That was before the Sanders presser which was later inserted into the copy. But this attempt at a report is incompetent from beginning to end, like so much Times reporting.

What actually happened with respect to Porter? We have no idea. Here's a guess:

Someone told Trump there was a domestic violence problem. Trump said go pound sand.

What actually happened? We have no way of knowing. But the senators failed to pose competent questions to Wray, whose testimony didn't directly contradict Sanders. At that point, Davis and Shear (and their editors) took over.

Meanwhile, our cable clowns discuss nothing else. They don't care about anything else, surely including that budget.

They're staging an entertaining chase. They don't care if their presentations don't exactly make sense, and they're assuming that you won't notice or care.
Long ago and far away, we saw this pattern take shape. In their first debate in 1999, Candidates Gore and Bradley gave erudite, detailed discussions of health care.

In response, Mary McGrory wrote a pair of insult-laden columns about Gore's funny clothing and shoes.

Mary McGrory didn't care if the lesser breed lacked health care.
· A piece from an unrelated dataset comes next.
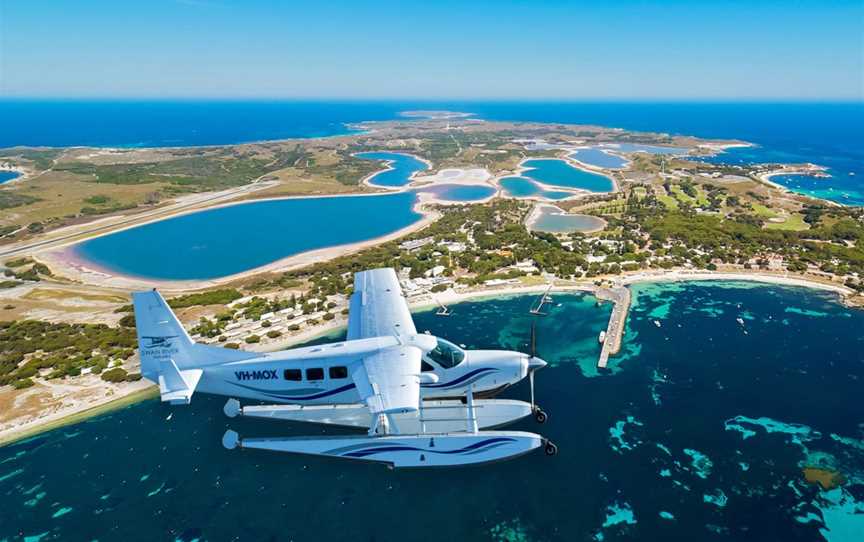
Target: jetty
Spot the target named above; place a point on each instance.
(620, 296)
She only cared about The Chase, which was then aimed at Gore. He was their surrogate for Clinton, who had survived impeachment.
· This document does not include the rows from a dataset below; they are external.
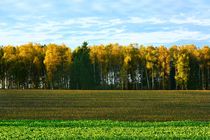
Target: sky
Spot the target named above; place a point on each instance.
(147, 22)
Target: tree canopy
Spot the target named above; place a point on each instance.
(111, 66)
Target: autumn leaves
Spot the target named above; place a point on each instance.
(104, 67)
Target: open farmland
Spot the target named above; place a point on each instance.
(103, 105)
(103, 130)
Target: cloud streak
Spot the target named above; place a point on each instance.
(72, 22)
That same general pattern obtains today. Trump supporters are able to notice, even if our own embarrassing team cannot.

Who actually said that Porter could stay? Did Trump just say go pound sand?

Journalistically, Davis and Shear should have asked the head of that obscure office if Sanders' representations are accurate. Go ahead—read their report. Do you see any clear sign that they approached the head of that office? Do you see any attempt to report what happened when they did?
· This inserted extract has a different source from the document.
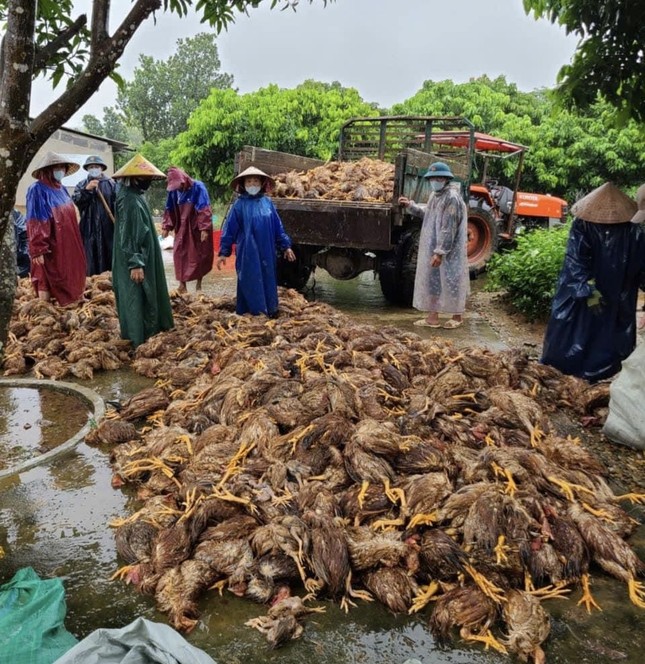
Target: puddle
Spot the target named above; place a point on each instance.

It's all incompetence, all the way down. It's been this way for decades now. It's plain that nobody cares.

Talk to the hand, Martin Lawrence once said. Today, you can talk to a house!


  1. Agreed. Porter is gone. Good riddance. Syria has 100 or so dead Russians from US bombs, Israel lost an F16, the NATO Turks are killing US backed Kurds, Israel downed an Iranian drone built based on a recovered US drone, Russia seems to be calling all the shots for the Shia states, Israel is not talking to the USA for strategery 'cause we blab secrets, and also too ISIS. But what about Porter again???

    1. Just wait until the 2018 and 2020 elections. It's going to be all about alleged sexual improprieties. And just that.

      Democrats are fooling themselves to think that their sex-scolding outrage right now isn't going to turn around and bite them in the ass.

      Al Franken was just the start. If the Republicans get desperate enough they'll even find some woman to claim that Adam Schiff pawed all over her in the 1980s.

      It's inevitable.

    2. What Democratic office holder or candidate has been accused since Franken (don't say Bill Clinton)?

  2. The NYT and other establishment rags have an agenda to push. And to that end they will mislead and they will lie, lie and mislead, rinse, repeat.

    And that's all there is to it.

    1. This is a far more succinct, and in my view, honest rendition of what Somerby is saying in his 1000-word post.

    2. ".they will lie, lie and mislead, rinse, repeat."

      Just like you and your comrades from St. Petersburg.

    3. Whether he is from St Petersburg or not, he really just giving you the gist of what Somerby is saying.

    4. And this is the 3rd "honest and succinct" type comment you've made about this troll in the last two posts. Are you feeling alright, or are you just in love?

    5. Says Mao, the guy who tried to sell Trump as "anti-establishment" and "anti-authoritarian".
      Mao's lies are nonsense, but I can't tell if the Russians should fire him, or give him a raise.

    6. @Anon 7:53: I'm just pointing out that Mao and Somerby are saying the same thing.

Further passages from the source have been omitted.